How did Woodside (WDS) perform operationally in Q1 2026?

Woodside produced 45.2 MMboe in Q1 2026, down 8% year-on-year. Output was supported by high reliability at key assets like Sangomar and Shenzi, although Western Australian operations were temporarily affected by Severe Tropical Cyclone Narelle.

What was Woodside (WDS) operating revenue in Q1 2026?

Woodside generated $3,261 million in operating revenue in Q1 2026. This was 7% higher than Q4 2025 but slightly below Q1 2025, reflecting lower production volumes offset by a stronger average realised price.

How did Woodside’s average realised price change in Q1 2026?

Woodside’s average realised price rose to $63 per boe in Q1 2026, up 11% from Q4 2025. The improvement was mainly driven by elevated spot prices, with additional pricing benefits expected later due to lagged LNG contract mechanisms.

What progress did Woodside (WDS) report on the Scarborough project?

The Scarborough Energy Project is reported as 96% complete in Q1 2026. Woodside reiterated its target for first LNG cargo from Scarborough in the fourth quarter of 2026, with associated work at Pluto supporting the planned start-up.

How advanced are Woodside’s Trion and Louisiana LNG projects?

In Q1 2026, the Trion oil project was 56% complete and targeting first oil in 2028. Louisiana LNG construction continued, with Train 1 reported as 31% complete, including structural, piping, tank and marine works underway.

Did Woodside (WDS) change its 2026 guidance in this report?

Woodside maintained its 2026 full-year guidance with no changes.

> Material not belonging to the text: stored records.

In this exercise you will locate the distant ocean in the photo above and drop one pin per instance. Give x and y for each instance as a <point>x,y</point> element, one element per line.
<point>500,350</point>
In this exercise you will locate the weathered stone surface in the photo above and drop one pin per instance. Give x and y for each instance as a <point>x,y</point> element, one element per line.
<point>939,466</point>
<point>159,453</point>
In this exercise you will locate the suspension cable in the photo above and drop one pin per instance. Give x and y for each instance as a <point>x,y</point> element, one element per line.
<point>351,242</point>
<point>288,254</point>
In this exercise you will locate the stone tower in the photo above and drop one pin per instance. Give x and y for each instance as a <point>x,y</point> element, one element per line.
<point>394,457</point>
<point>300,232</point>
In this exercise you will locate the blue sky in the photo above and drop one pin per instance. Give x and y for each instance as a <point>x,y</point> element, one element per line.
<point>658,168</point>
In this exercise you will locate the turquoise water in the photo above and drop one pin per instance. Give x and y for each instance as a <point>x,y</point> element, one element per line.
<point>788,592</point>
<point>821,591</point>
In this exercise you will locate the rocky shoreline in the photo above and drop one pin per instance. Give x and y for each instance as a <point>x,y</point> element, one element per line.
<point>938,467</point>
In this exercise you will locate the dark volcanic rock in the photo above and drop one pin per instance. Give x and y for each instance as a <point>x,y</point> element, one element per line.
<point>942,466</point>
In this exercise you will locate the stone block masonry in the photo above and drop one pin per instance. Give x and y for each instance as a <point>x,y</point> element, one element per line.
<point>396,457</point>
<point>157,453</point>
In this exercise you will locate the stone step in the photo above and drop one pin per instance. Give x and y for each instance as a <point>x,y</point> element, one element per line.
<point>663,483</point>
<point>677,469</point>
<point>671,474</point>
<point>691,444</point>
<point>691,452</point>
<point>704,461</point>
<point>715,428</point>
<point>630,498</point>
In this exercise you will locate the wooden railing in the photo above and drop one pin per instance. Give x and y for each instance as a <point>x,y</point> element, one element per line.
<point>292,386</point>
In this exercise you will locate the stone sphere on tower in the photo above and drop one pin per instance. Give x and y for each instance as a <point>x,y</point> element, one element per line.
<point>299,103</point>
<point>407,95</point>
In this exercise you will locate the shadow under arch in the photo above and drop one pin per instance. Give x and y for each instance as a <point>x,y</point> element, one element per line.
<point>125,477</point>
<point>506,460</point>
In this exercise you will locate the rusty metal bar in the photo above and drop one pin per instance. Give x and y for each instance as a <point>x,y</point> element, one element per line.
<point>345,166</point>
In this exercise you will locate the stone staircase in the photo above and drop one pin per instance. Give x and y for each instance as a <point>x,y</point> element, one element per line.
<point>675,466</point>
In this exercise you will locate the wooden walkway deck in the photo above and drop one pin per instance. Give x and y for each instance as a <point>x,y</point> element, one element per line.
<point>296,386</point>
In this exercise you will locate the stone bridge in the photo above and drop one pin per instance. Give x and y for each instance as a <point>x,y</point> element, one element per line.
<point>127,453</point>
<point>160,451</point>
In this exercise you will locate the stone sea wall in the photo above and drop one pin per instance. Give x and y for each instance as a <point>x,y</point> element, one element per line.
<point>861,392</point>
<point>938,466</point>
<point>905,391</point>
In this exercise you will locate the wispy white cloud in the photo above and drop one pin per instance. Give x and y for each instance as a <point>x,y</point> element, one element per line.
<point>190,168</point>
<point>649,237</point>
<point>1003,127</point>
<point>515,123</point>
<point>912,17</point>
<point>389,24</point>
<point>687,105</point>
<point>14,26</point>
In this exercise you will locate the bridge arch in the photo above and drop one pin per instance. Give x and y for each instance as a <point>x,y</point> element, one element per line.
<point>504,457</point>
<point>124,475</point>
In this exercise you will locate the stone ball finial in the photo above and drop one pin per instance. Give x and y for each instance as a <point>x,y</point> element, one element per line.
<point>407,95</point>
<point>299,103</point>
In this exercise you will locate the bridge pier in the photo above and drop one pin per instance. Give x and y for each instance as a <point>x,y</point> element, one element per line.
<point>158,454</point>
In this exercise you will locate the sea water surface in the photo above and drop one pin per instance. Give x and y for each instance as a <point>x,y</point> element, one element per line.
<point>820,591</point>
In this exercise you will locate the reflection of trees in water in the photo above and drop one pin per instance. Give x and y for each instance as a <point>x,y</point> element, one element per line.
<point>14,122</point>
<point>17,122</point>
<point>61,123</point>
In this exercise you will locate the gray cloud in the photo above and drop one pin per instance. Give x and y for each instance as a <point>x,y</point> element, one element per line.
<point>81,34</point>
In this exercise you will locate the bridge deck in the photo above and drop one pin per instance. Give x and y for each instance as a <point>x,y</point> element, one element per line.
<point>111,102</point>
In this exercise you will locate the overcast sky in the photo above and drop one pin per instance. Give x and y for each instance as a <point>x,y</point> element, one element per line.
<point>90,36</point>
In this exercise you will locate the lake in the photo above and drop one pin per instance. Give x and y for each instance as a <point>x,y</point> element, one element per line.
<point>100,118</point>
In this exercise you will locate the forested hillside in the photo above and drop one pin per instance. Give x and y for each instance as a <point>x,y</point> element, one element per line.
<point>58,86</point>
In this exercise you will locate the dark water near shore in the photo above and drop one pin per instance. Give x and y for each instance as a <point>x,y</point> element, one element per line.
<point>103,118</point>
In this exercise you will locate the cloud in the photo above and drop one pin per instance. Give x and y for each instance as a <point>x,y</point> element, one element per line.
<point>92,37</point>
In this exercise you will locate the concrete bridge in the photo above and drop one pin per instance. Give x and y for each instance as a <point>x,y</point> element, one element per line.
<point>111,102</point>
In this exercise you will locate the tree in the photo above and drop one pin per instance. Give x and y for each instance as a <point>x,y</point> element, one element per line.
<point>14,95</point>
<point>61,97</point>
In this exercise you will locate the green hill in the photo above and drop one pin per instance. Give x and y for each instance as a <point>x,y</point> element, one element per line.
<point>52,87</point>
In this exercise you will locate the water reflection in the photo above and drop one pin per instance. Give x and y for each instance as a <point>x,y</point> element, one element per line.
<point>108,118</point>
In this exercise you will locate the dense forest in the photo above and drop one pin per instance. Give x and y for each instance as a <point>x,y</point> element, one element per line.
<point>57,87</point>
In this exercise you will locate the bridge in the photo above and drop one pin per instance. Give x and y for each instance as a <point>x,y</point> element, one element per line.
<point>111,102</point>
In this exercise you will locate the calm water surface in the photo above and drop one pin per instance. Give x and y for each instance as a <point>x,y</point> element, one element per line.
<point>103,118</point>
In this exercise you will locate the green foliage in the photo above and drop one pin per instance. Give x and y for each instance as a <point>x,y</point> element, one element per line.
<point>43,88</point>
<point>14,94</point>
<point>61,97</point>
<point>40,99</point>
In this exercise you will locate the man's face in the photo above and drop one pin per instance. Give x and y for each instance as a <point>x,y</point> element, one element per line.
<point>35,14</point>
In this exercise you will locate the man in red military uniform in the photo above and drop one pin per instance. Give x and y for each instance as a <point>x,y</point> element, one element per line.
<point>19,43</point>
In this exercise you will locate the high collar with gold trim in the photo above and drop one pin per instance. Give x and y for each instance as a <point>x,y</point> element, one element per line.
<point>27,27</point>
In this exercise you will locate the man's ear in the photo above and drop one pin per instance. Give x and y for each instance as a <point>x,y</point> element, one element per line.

Targets for total production, gas hub exposure, capital expenditure, abandonment and exploration expenditure, production costs, and depreciation all remained in their previously stated ranges.

What new contribution did Beaumont New Ammonia make to Woodside’s results?

Beaumont New Ammonia contributed 1 kT/d of ammonia production and 113.3 kT for Q1 2026. The facility shipped its first ammonia cargo in February and transitioned to full operational control by Woodside in March, adding a new product stream.